The book arrives at a time when governments, enterprises, and development partners are investing heavily in digital transformation, yet much of their data remains underutilized. Observational datasets dominate public systems, financial records, health registries, and agricultural reports.
While these datasets capture valuable information, they rarely provide clarity on cause-and-effect relationships. The result is decisions made on incomplete evidence, often leading to wasted resources or ineffective policies. His work tackles this shortfall head-on, showing how institutions can strengthen their decision-making capacity without depending on experimental conditions that are often unfeasible.
Structured around practical applications, Causal Inference in the Wild lays out how causal reasoning can be embedded in systems that directly affect national development. In healthcare, it outlines strategies for evaluating whether interventions truly reduce mortality rates or simply overlap with other trends.
In agriculture, it examines how subsidies can be properly assessed for their actual impact on productivity. In financial services, it explores how reforms can be evaluated for their effect on access to credit and market stability. By rooting each example in real-world sectors, the book ensures that technical rigor is always tied to societal relevance.

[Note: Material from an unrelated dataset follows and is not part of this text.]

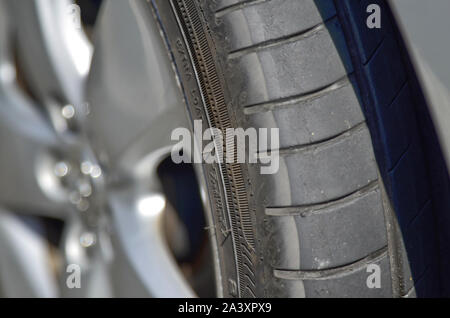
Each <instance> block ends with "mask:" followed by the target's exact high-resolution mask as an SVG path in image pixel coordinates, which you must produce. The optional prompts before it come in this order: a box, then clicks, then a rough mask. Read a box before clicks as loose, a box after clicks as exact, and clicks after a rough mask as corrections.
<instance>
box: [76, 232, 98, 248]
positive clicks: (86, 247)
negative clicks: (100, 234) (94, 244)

One of the most notable contributions of the text is its insistence on feasibility. Rather than proposing abstract models detached from context, he emphasizes frameworks that can be scaled across institutions with varying levels of technical maturity. He highlights pathways for integrating causal methods into everyday operations, from planning ministries to enterprise data teams, ensuring that insights are not only robust but also practical to implement.
The book has generated interest across academia, policy circles, and industry forums. Universities have incorporated it into advanced courses on applied statistics and governance, while public agencies are beginning to review its frameworks for program evaluation and policy design. Regional dialogues on digital transformation and evidence-based planning have also referenced the text as a resource for strengthening decision-making capacity in West Africa.

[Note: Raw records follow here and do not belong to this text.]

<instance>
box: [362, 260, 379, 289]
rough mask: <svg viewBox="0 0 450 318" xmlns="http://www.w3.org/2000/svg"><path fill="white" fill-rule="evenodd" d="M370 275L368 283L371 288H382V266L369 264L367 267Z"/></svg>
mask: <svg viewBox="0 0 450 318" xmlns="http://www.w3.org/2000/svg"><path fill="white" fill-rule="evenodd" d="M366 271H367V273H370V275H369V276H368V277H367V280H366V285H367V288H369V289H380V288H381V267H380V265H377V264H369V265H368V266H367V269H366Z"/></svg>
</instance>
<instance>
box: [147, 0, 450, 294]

Beyond its immediate technical contributions, Causal Inference in the Wild reflects a larger shift in how data is perceived in Nigeria’s development journey. It signals the importance of moving beyond descriptive analytics toward approaches that capture causality—methods that can underpin national planning, improve accountability, and build trust in public institutions.
In presenting this framework, he underscores that the future of data science in emerging economies lies not in volume but in validity. By unlocking the power of cause and effect in observational data, he offers a roadmap for institutions determined to make smarter, more reliable decisions in complex and rapidly changing environments.